Databricks Unity Catalog: Centralized Governance for Your Lakehouse

Databricks Unity Catalog: Centralized Governance for Your Lakehouse

Celestinfo Software Solutions Pvt. Ltd. Sep 04, 2025

Quick answer: Unity Catalog is Databricks' centralized governance layer that replaces per-workspace Hive Metastores with a single control plane. It gives you a 3-level namespace (catalog.schema.table), cross-workspace access control via SQL GRANT statements, automatic column-level lineage, and built-in Delta Sharing for external data distribution. You'll need a Premium or Enterprise Databricks plan to use it.

Last updated: September 2025

Introduction

Most Databricks deployments start simple: one workspace, one Hive Metastore, a handful of engineers who know where everything lives.
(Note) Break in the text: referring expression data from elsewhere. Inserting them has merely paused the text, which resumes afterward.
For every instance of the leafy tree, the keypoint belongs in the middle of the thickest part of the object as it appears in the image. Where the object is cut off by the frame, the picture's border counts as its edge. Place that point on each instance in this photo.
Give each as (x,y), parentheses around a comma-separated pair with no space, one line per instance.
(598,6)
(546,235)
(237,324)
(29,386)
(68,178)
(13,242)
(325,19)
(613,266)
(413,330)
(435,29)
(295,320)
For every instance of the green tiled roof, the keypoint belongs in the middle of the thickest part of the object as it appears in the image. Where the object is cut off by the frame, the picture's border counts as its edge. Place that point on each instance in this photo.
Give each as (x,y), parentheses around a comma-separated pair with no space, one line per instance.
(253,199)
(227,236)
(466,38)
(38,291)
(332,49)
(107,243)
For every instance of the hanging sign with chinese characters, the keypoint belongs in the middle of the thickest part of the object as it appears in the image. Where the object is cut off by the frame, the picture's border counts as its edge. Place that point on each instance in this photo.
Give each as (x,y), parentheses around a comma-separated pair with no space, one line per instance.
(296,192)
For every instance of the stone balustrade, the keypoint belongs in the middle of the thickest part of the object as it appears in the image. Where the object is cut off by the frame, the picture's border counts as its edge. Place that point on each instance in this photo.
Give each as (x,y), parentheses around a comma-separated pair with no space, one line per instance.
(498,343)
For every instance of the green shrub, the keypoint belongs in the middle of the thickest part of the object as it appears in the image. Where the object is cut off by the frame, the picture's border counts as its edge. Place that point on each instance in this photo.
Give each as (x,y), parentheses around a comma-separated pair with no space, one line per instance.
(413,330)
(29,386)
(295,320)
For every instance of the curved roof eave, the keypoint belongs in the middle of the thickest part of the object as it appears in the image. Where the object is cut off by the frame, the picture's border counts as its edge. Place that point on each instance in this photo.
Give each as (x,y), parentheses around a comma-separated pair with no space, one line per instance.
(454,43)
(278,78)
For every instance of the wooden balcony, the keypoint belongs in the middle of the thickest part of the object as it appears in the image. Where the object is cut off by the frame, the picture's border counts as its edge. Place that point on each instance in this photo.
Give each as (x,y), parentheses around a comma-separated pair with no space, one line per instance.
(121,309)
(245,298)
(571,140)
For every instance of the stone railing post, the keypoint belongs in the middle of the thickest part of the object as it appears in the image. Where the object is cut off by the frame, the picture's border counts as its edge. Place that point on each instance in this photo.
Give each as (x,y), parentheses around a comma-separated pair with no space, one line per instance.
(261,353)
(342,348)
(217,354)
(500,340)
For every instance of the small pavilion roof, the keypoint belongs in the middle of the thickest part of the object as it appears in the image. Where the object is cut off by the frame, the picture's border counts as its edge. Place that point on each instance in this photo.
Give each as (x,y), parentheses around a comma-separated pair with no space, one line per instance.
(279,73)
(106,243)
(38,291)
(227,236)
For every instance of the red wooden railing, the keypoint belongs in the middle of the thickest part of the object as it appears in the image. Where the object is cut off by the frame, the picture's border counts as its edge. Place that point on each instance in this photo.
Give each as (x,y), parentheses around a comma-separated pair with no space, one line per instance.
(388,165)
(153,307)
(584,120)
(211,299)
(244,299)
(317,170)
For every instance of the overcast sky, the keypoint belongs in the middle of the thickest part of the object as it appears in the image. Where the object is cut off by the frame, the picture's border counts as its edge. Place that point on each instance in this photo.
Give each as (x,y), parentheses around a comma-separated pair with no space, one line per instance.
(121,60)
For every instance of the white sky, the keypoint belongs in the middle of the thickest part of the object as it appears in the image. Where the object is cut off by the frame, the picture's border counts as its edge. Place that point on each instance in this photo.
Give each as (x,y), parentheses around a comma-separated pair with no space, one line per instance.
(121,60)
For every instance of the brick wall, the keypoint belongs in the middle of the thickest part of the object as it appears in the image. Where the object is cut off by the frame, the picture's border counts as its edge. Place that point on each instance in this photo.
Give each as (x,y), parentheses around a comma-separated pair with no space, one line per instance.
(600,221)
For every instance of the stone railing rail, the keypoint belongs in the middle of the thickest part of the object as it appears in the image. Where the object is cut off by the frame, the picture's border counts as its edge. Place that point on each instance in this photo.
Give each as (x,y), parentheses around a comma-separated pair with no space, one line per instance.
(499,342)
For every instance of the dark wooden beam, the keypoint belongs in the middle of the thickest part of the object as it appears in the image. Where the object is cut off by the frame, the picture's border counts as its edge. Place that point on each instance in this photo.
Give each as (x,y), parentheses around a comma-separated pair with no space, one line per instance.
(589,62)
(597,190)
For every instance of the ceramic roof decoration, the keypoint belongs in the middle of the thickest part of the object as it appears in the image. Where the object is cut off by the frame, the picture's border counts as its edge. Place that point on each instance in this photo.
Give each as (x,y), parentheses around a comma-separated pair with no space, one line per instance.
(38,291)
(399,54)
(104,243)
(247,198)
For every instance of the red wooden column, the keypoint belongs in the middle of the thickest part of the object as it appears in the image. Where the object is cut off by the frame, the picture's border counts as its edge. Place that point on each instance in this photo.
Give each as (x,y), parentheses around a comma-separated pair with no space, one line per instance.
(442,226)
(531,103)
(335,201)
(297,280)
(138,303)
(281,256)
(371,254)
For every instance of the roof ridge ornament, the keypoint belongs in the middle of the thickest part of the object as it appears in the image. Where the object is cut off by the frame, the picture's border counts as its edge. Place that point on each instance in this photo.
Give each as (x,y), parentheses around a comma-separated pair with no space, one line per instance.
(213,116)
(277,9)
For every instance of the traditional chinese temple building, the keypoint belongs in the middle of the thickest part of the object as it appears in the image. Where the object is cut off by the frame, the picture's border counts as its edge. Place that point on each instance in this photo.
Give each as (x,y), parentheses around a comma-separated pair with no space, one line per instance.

Then the second workspace appears. Then the third. Suddenly the data science team can't access the tables the data engineering team built, nobody knows which tables contain PII, and the security audit turns into a scavenger hunt across 6 separate metastores. That's the problem Unity Catalog was built to solve.


Unity Catalog provides a single governance layer across all your Databricks workspaces. Instead of managing access controls, metadata, and lineage separately in each workspace, you define everything once and it applies everywhere. This guide covers how Unity Catalog works, how to set it up, and the gotchas you'll hit during migration.
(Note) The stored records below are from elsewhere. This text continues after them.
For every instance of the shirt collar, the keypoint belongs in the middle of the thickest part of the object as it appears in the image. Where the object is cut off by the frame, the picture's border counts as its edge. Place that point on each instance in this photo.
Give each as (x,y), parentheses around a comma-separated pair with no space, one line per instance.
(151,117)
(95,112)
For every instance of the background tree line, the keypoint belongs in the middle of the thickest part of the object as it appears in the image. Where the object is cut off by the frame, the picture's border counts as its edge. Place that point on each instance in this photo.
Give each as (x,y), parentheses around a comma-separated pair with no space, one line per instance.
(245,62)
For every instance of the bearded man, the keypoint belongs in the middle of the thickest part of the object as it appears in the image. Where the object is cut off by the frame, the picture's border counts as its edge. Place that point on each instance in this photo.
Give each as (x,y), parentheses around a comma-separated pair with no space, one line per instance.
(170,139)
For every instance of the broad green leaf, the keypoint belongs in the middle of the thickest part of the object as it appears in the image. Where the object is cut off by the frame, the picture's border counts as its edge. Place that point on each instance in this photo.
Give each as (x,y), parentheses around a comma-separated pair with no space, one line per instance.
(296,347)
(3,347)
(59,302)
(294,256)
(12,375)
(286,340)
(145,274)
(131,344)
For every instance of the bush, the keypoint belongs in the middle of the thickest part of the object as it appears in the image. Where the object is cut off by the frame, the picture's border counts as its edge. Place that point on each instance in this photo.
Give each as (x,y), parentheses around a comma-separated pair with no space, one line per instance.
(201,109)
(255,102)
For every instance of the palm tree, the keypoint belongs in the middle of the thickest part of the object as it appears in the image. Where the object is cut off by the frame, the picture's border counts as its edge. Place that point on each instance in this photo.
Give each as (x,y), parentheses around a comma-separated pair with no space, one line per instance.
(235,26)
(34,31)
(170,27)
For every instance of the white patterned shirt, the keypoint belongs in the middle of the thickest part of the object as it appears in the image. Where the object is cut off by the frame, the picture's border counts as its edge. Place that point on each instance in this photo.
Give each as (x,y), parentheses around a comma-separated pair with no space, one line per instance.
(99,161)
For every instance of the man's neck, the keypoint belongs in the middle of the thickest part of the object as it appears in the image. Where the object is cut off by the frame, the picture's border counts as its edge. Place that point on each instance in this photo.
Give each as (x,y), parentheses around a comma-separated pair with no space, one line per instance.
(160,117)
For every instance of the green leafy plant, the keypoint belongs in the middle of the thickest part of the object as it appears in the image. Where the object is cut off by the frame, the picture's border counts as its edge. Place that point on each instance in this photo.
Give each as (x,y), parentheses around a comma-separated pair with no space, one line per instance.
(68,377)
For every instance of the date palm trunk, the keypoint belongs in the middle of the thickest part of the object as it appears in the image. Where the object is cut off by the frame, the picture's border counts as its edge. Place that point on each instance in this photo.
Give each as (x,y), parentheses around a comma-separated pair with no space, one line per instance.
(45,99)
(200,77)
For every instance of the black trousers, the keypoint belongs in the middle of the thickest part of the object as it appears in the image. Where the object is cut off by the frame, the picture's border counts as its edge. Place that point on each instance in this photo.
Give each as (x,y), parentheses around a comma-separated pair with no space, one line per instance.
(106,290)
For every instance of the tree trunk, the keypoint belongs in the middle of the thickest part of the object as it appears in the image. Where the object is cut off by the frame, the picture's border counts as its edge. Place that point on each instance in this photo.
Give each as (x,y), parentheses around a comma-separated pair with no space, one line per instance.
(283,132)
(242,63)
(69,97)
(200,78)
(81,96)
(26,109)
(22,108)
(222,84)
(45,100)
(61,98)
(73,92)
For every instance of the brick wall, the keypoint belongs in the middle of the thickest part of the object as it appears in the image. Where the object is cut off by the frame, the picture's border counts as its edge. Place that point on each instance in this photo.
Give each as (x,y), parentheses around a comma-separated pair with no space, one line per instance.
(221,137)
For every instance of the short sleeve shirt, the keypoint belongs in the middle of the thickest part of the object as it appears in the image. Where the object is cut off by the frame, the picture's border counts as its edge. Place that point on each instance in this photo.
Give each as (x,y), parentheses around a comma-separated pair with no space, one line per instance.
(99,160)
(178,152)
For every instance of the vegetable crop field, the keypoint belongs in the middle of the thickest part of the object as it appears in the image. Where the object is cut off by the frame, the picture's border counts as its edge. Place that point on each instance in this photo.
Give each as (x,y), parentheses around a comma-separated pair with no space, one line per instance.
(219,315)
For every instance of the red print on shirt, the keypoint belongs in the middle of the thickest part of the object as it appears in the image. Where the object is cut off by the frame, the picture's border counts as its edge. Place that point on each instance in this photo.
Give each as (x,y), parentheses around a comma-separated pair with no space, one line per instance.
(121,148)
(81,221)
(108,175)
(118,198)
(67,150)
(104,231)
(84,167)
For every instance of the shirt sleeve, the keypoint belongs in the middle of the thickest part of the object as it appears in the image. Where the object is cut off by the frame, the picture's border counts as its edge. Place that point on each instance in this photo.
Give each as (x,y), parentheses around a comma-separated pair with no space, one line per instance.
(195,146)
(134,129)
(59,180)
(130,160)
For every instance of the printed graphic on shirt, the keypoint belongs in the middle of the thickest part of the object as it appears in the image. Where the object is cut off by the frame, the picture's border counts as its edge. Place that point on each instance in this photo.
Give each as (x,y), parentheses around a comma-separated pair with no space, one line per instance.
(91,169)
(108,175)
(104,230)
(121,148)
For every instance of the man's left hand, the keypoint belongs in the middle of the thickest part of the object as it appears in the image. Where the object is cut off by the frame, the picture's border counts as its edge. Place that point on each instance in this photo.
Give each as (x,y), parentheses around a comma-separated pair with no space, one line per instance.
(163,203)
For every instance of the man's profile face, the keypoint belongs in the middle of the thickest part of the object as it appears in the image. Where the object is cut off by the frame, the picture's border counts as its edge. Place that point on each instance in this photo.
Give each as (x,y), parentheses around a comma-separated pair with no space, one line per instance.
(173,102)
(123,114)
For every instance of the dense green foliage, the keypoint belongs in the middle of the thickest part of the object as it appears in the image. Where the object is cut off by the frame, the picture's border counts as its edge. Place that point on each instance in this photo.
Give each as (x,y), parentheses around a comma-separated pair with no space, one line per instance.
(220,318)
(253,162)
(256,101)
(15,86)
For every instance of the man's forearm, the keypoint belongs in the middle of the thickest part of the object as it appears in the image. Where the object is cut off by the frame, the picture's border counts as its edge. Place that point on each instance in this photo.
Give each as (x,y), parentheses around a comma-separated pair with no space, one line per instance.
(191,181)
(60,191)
The Problem: Fragmented Governance


Without Unity Catalog, every Databricks workspace gets its own Hive Metastore. That creates three specific headaches:



Unity Catalog replaces this fragmented model with a centralized metastore that all workspaces share. One place to define access policies. One place to track lineage. One audit log.


The 3-Level Namespace


Unity Catalog introduces a 3-level naming convention that replaces the flat database.table structure in Hive Metastore:


Unity Catalog Namespace
catalog.schema.table

-- Examples:
production.sales.orders
staging.marketing.campaigns
sandbox.data_science.churn_predictions


This hierarchy lets you grant access at any level. Give a team access to an entire catalog, a single schema, or a specific table. Permissions cascade downward: a GRANT on a catalog applies to every schema and table inside it.


Setting Up Unity Catalog


Setup involves 4 steps: creating a metastore, assigning it to workspaces, configuring storage credentials, and defining external locations.


Step 1: Create the Metastore


A Unity Catalog metastore is the top-level container for all your metadata. You create one metastore per region (Databricks requires the metastore and workspaces to be in the same cloud region). The metastore needs a root storage location in your cloud account - this is where managed tables store their data by default.


You create the metastore in the Databricks Account Console (not in a workspace). Only account admins can do this.


Step 2: Assign Workspaces


After creating the metastore, assign it to one or more workspaces. Each workspace can only be assigned to one metastore. Once assigned, users in that workspace can access any catalog they've been granted permissions on - regardless of which workspace created the catalog.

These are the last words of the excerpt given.